Sadly, he noted, the public service as well as the citizenry themselves have done a rather poor job at demanding accountability from politicians on the policies they promise to implement if voted into power and also to implement the policies.
He said in the absence of these policies and regulatory framework, these African countries are running like a "rider-less horse" with so much "momentum" but "lacking direction".
He was giving the key note address to climax the Festival of Ideas 2013 which was on the theme "Unleashing the new African corporate leader."
Pastor Otabil said ideas are seeds which need a sower and a good soil to germinate.
He said Ghana as a country abounds with many sowers - people with ideas- but have been constrained by the poor soil or the environment within which they find themselves.
"If Mark Zuckerberg had started Facebook in Ghana, would it have grown to become a global business? If Tata, Amazon were started in Ghana, would they have grown to become global enterprises?" Otabil asked his patrons who were mainly business executives and leaders. His answer was no because according to him, Ghana as a country has failed to put in the necessary regulatory and infrastructural framework to accommodate such great minds and ideas.
Drawing inferences from the parable of the sower, Dr Otabil said many of the ideas in Ghana have fallen by the way side i.e. stolen by companies; taken over by thorns i.e. stifled as a result of unfair competition; only few have fallen on good soil and germinated.
He said the country must begin to value its ideas and put in place the necessary laws to jealously guard and patent them.
He does not understand why Ghana's Kente cloth, music and dance have all been taken over by other countries.
Dr Otabil insisted that the country must offer support for its infant industries.
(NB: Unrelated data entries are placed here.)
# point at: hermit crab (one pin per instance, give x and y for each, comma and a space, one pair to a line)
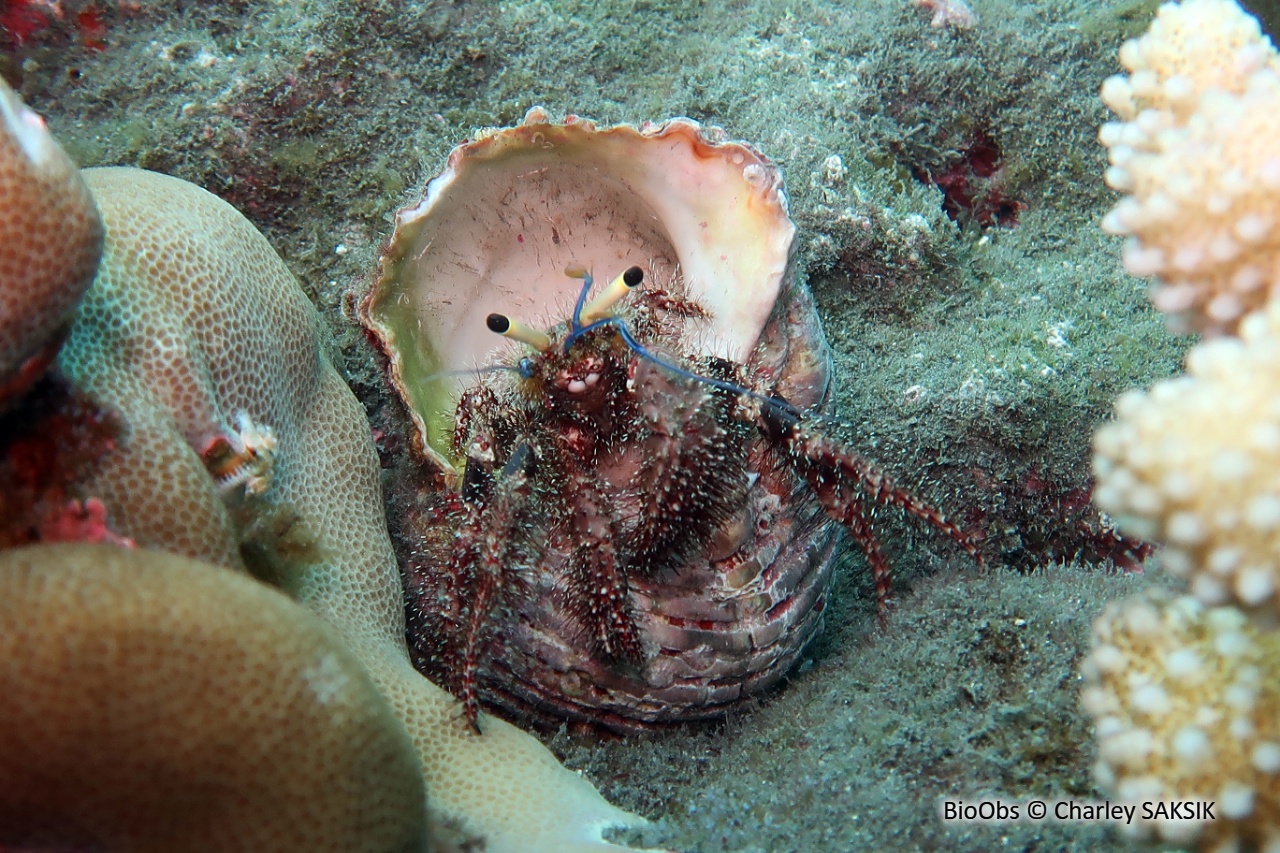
626, 515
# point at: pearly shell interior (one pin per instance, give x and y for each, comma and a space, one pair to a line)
516, 206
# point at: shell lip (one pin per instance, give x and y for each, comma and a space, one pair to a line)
757, 192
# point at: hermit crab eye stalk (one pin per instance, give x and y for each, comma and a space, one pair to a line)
517, 331
602, 305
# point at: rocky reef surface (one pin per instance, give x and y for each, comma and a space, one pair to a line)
946, 183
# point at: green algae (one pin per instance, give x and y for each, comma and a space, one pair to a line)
972, 363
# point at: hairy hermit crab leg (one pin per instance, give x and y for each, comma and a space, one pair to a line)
844, 480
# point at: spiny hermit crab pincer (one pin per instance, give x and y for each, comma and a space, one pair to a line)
627, 519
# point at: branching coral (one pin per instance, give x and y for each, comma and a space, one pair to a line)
1184, 698
1196, 153
1184, 701
193, 319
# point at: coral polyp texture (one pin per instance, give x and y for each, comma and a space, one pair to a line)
636, 534
1184, 699
200, 340
1183, 690
50, 238
1196, 149
151, 702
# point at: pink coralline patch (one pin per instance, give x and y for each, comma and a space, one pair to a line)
976, 187
81, 521
48, 443
949, 13
51, 23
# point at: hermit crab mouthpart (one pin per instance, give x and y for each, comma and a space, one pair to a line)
516, 206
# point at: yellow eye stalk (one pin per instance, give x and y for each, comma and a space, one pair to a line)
517, 331
602, 305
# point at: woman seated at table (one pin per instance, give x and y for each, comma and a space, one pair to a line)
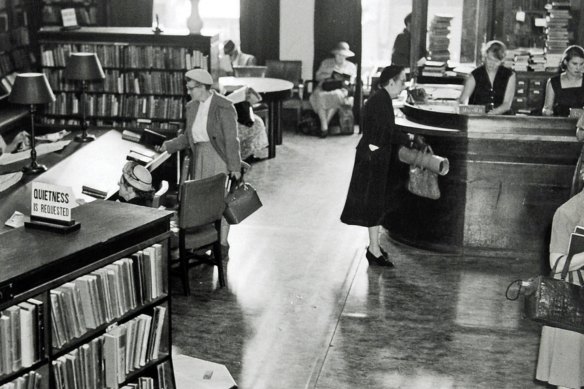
491, 84
135, 185
566, 90
326, 102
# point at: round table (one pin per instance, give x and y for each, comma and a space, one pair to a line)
273, 91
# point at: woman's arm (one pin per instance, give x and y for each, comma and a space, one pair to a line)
507, 99
548, 106
469, 86
577, 261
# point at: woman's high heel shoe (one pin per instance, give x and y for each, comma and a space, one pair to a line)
377, 261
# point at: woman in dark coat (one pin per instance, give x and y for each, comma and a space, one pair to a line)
376, 166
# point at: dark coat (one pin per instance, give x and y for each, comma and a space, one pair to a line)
376, 174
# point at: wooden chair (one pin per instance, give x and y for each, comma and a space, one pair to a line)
202, 203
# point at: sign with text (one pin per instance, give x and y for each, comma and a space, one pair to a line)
51, 201
471, 109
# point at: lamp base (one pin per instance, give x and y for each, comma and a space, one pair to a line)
34, 168
84, 138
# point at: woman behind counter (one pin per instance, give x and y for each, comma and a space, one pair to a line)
566, 90
491, 84
376, 163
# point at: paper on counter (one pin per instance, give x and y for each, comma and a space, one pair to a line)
41, 149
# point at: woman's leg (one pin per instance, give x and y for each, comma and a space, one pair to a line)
374, 247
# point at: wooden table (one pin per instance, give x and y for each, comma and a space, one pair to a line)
273, 91
97, 164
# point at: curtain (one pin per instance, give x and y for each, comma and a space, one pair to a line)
259, 29
334, 21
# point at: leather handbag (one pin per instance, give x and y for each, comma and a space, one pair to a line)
241, 201
422, 182
553, 302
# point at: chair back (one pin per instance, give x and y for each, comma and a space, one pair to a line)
249, 71
160, 194
202, 201
285, 70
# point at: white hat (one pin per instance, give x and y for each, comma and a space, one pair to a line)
200, 75
137, 176
342, 48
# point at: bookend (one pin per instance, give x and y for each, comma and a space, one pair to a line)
60, 226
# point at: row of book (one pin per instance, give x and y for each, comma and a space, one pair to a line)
32, 380
439, 40
122, 56
106, 361
85, 16
15, 38
105, 294
21, 335
109, 105
116, 81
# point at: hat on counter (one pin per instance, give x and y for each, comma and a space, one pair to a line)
200, 75
342, 48
137, 176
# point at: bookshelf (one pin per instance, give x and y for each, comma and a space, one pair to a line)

He said if the country can anchor its economy and build industries around three of the commodities it has competitive advantage over - cocoa, timber and gold - this country will not be poor.
If these industries were booming, he believed, nobody would buy jewels from Dubai, Chocolate from Singapore and furniture from other countries.
He advised Ghanaians to strive to become corporate leaders and not just corporate managers.
"Think big"; "play big and scale up your activities"; "be eager to attract top talents" shirk off the "village mentality" of wanting to shrink everything to your community, he stated.